Myth No. 7: Plantations provide opportunities for women

Image
WRM default image
The experience of Ecuador in areas where large-scale pine plantations have expanded shows that, far from providing women with opportunities, women have been adversely affected by them in various ways.

The arrival of tree plantations to the Ecuadorian Andes has involved the destruction of local economic systems, strongly based on a subsistence economy. Smallholder farming for self-supply was the work of women and it provided them with a certain degree of food sovereignty in addition to leaving them a surplus for trading. Plantations have dismantled this system and forced the communities to integrate to a new economic system where money is the central element, leaving little room for women in a world dominated by men.

Furthermore, the expansion of monoculture tree plantations has caused water sources to dry up. This has had two kinds of repercussions on women as it is they, together with the children, who are responsible for taking the animals to pasture and now must cover longer distances in search of water for their animals.
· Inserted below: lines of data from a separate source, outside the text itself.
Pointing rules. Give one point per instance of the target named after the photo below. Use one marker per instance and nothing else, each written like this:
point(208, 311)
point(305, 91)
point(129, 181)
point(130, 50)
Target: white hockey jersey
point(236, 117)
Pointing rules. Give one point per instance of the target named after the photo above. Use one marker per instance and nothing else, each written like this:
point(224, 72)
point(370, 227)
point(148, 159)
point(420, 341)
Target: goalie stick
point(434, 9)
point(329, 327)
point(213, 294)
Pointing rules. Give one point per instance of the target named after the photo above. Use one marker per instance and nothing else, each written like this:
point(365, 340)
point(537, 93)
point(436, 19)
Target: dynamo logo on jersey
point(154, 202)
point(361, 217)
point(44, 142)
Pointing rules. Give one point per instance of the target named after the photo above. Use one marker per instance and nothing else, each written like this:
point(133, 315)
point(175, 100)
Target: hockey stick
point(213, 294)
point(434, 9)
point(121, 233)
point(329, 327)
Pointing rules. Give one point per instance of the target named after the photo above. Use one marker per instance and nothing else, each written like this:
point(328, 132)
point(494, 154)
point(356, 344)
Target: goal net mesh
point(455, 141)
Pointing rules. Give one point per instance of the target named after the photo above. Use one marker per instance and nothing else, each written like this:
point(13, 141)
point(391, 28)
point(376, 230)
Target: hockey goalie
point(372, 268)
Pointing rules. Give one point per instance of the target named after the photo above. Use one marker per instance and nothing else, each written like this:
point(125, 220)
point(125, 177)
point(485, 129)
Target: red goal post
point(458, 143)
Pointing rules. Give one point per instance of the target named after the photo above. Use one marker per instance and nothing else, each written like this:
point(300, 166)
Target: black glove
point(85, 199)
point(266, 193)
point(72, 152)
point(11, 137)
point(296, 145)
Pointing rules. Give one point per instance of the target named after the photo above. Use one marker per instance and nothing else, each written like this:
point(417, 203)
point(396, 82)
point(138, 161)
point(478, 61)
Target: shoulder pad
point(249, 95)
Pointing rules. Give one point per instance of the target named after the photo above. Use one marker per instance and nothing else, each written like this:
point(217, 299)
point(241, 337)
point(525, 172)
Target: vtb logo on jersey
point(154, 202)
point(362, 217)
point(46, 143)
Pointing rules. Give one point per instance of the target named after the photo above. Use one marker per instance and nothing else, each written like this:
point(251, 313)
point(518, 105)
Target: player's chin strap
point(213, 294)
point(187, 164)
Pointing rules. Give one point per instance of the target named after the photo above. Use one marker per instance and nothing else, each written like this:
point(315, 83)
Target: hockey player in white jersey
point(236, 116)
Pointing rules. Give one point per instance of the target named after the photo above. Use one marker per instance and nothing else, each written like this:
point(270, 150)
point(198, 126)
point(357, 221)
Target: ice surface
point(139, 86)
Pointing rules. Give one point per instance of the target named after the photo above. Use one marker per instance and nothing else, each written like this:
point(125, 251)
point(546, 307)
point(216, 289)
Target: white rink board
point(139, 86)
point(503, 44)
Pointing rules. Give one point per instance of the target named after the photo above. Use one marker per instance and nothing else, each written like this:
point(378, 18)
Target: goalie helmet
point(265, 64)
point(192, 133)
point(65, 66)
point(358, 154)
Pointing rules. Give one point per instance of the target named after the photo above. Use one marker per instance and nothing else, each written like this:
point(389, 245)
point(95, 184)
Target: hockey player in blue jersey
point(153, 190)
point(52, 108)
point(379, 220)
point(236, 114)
Furthermore, the scarcity of water makes their domestic and farm work harder.

Socioeconomic changes resulting from the arrival of the plantations, together with their negative environmental impacts have also led to generalize migration. In the Sierra, the trend is that the men leave to work in the cities and the women stay at home with the children. This has implied an additional load on women because now, in addition to their usual domestic chores they are responsible for doing jobs in the fields that were previously done by men – with the exception of sowing and harvesting which the men come back to do.

Summing up, the plantations have only worsened the situation of women, without giving them any benefits in exchange.